Amygdaloid injection with P_1A-5-HT_1A-AS-Ad significantly increases anxiety-like behavior as measured by EPM (A) and open field (B). The data are presented as the mean ± SEM (n = 13–14 mice), *: Significantly different from AD-track injected mice, P<0.05.

Figure 4

Correlation between the density of 5-HT_1A receptors in the amygdaloidal nuclei and the % of time spent or distance traveled in the open arms of the EPM. Non-linear regression analysis was conducted to compare the ¹²⁵I-MPPI binding sites in the CeA, BLA and BMA to the % of time spent or % of distance traveled in the open arms of the EPM (n = 10). R: Correlation coefficient; R²: R squared.

Figure 5

Amygdaloidal injection of P_2C-5HT_2C-S-Ad produces an over-expression of 5-HT_2C receptors in the BLA. The density of 5-HT_2C receptors was measured by autoradiography of ¹²⁵ antagonist, spiperone I-DOI binding in the presence of a 5-HT_2A (see methods for details). A: an example of autoradiography of ¹²⁵I-DOI binding.
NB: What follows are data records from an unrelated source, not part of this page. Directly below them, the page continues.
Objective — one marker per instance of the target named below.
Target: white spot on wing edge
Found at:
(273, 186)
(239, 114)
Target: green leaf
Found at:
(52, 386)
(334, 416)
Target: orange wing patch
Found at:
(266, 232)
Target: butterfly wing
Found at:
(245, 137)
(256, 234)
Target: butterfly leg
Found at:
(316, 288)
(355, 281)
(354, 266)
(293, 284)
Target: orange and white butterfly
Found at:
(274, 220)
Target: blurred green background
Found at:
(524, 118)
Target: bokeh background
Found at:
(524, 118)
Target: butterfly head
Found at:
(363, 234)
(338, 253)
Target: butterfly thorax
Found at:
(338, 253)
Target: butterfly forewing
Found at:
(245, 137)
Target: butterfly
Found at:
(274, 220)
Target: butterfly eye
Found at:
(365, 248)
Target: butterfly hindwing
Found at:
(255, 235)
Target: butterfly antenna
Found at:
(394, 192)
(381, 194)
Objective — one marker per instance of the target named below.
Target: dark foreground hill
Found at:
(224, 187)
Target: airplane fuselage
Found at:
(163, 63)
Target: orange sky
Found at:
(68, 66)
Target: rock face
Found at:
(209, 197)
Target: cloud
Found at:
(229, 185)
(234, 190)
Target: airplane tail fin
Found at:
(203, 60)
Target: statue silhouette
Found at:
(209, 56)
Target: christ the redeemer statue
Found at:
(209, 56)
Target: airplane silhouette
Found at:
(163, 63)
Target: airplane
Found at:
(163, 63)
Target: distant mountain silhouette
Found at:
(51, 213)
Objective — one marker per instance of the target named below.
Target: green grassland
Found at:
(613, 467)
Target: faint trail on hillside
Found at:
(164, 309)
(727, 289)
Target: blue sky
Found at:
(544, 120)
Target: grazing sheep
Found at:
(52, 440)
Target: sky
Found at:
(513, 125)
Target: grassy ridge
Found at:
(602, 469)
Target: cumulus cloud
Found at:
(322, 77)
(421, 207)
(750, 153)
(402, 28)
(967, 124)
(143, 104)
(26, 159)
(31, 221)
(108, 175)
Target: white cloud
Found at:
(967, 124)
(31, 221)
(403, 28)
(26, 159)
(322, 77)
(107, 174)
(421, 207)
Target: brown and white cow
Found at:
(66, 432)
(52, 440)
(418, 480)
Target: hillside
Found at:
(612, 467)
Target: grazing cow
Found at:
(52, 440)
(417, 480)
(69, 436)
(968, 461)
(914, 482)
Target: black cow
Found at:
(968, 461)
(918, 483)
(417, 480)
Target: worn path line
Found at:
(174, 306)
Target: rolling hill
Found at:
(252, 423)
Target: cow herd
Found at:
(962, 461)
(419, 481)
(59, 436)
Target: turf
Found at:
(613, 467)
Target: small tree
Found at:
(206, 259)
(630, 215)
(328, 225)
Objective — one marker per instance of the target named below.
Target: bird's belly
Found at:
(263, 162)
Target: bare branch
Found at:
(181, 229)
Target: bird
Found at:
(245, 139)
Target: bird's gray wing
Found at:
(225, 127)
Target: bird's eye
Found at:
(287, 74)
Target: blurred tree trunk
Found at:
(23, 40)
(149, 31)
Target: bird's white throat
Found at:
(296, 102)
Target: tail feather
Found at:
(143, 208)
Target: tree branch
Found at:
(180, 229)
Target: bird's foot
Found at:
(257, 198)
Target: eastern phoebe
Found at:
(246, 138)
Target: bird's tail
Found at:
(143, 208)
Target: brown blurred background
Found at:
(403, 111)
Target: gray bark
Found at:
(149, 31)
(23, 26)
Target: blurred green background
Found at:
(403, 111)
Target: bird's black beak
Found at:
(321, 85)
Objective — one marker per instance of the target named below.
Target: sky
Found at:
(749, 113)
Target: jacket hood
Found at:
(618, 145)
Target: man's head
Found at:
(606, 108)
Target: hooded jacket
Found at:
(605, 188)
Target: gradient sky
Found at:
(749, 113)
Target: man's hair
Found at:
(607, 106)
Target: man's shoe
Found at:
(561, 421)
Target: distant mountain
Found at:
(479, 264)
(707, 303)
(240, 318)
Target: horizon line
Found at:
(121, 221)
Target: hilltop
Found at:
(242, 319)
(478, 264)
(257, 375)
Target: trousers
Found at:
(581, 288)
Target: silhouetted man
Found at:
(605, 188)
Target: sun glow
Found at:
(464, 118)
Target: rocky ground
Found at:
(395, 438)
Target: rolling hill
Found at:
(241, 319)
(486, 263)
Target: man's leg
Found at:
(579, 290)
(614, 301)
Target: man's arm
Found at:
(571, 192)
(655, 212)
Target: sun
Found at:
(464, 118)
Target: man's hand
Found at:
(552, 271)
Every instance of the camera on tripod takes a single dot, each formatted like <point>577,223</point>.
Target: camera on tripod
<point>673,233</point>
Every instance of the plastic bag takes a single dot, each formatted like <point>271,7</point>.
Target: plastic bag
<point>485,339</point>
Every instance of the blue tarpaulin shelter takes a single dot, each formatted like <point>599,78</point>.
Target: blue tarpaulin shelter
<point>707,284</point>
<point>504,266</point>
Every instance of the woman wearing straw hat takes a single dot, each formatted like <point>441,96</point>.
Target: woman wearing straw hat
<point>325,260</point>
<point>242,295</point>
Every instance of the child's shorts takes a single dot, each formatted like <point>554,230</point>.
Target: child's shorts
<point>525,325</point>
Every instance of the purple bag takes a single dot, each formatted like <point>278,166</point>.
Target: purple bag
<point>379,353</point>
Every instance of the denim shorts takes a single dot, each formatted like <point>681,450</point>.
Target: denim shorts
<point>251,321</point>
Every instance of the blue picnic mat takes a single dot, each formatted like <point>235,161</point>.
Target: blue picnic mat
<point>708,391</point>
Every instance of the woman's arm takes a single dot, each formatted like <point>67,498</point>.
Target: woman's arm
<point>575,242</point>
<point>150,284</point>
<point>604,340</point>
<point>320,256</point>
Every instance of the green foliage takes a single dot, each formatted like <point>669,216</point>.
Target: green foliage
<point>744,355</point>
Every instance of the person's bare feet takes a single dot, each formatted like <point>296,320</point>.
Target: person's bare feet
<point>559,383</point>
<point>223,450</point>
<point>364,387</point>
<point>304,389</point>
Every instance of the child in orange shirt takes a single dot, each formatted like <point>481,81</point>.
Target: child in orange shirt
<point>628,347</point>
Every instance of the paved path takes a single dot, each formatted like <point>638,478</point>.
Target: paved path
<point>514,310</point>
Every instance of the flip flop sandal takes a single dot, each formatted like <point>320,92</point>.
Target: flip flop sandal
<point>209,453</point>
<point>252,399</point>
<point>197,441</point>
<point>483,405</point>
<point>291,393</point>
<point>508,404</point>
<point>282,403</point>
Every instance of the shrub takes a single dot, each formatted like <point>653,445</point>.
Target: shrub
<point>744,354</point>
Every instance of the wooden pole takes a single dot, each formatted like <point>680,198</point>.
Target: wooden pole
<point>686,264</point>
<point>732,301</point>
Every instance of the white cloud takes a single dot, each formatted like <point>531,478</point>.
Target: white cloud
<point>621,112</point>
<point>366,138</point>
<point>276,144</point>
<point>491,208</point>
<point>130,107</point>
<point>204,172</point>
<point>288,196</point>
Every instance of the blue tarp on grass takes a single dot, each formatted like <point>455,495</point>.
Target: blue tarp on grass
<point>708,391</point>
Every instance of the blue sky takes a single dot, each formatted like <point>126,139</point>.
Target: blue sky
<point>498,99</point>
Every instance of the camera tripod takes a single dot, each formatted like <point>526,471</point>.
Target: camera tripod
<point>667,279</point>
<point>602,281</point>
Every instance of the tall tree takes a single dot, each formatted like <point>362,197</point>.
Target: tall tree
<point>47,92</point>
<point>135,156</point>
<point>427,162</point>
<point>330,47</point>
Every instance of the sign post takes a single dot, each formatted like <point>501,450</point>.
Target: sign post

Sections 1 & 3 are from a mouse injected with Ad-track and sections 2 & 4 are from a P_2C-5HT_2C-S-Ad injected mouse. (1), (2), (3) and (4) show the inserts in the sections 1, 2, 3 and 4, respectively, as indicated by rectangular boxes. Dashed circles represent the outlines of the area measured for each nucleus (also see white outline in the inserts). Top sections present the total binding, while bottom sections are non-specific binding (in the presence of RS 102221, a 5-HT_2C antagonist). The abbreviations are same as those in Figure 2. CP: Caudoputamen. B: The effect of P_2C-5HT_2C-S-Ad on the density of 5-HT_2C receptors in the amygdaloidal nuclei. Data are presented as the mean ± SEM (n=10–12).

Figure 6

Amygdaloidal injections with P_2C-5-HT_2C-S-Ad significantly increase anxiety-like behavior as measured by EPM (A) and open field (B). The data are presented as the mean ± SEM (n = 7–8 mice). * Significantly different from AD-track injected mice, P<0.05.

Figure 7

Correlation between the density of 5-HT_2C receptors in the amygdaloidal nuclei and the % of time spent or distance traveled in the open arms of the EPM. Nonlinear regression analysis was conducted to compare the ¹²⁵I-DOI binding sites in the BLA, CeA, BMA and CP to the % of time spent or % of distance traveled in the open arms of the EPM (n = 8). R: Correlation coefficient; R²: R squared.